A dispetto di ciò e dell’estetica, sembra ci sia una gara ad averne tanti. Sono lontani i giorni in cui era possibile cavarsela con una semplice farfalla o un fiore. Le mode intercorse – i teschi, i braccialetti, gli arcobaleni, i personaggi e così via – restano sulla pelle e diventano, col passare degli anni, reperti di una sorta di archeologia personale. Gli anziani sono restii a tatuarsi non soltanto perché quando loro erano giovani si tatuavano solo persone ritenute poco perbene, ma anche perché hanno vissuto abbastanza a lungo per sapere che col tempo le circostanze della vita cambiano e togliere un “Alice ti amo” non è possibile (a meno di dolorosissimi ed estenuanti interventi). Da un sondaggio – condotto dalla società tedesca Dalia Research su 18 Paesi – è emerso che il 38 per cento della popolazione mondiale ha almeno un tatuaggio. Di loro, la maggior parte non è soddisfatta di almeno uno dei propri tatuaggi, un quarto degli intervistati ne ha solo uno e il resto ne ha due o più. Ma ci sono limiti a ciò che ci può tatuare? Certo: in Italia sono proibiti, su qualsiasi parte del corpo, i tatuaggi che abbiano contenuti osceni, con riferimenti sessuali o razzisti, di discriminazione religiosa o che possano portare discredito alle istituzioni della Repubblica e alle Forze Armate. Ma chi se ne accorge? Pur di farsi “marchiare” non si guarda neppure al portafoglio. Basti pensare che un tatuaggio di 5 cm x 5 cm costa dai 50 ai 180 euro; uno con dimensioni standard, indicativamente 30 centimetri di lunghezza, da 500 a 1.500 euro fino a 4.000 per quelli più complessi. Prezzi che però, a seconda del tipo, della grandezza, dei colori e della bravura del tatuatore possono superare anche i 20-30 mila euro.
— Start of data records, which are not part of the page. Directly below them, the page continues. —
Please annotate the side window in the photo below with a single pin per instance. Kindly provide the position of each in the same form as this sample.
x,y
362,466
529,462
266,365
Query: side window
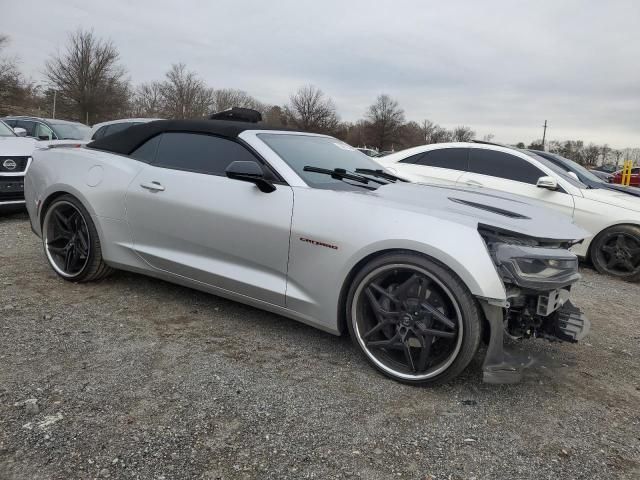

Il problema economico non riguarda certo sportivi, cantanti compagnia milionaria, ma la gente normale: ce n’è tanta che soffre per arrivare alla fine del mese, ma non rinuncia a sprecare centina di euro per un disegno o una frase che le vicissitudini della vita renderanno ridicole in futuro. Ma tant’è: c’è addirittura chi ha il corpo tatuato al 100 per 100: un artista di strada australiano che vive della bontà dei passanti.

A frenare questa moda non bastano, oltre ai costi, neppure i pericoli per la salute. L’Istituto superiore della sanità ha evidenziato i possibili rischi associati al tatuaggio e al trucco permanente (Permanent Make Up, PMU): possono essere causati dalla contaminazione microbiologica, dalla presenza di sostanze chimiche pericolose negli inchiostri o dalle procedure stesse, quando non vengono eseguite da professionisti preparati, in adeguate condizioni igieniche e in strutture idonee. Con la procedura del tatuaggio viene lesa la barriera cutanea e la ferita può anche essere soggetta a infezione, in particolare se non vengono rispettate raccomandazioni appropriate sull’igiene e sul dopo intervento. Da un anno è in vigore un Regolamento dell’Unione Europea che vieta 27 pigmenti colorati che contengono isopropanolo, una sostanza contenuta nella maggior parte degli inchiostri per tatuaggi, a esclusione del nero (nel quale è presente in quantità molto basse) classificata tra le sostanze potenzialmente cancerogene.

Niente da fare: per taluni farsi tatuare cose che spesso neppure vedono è più forte di loro.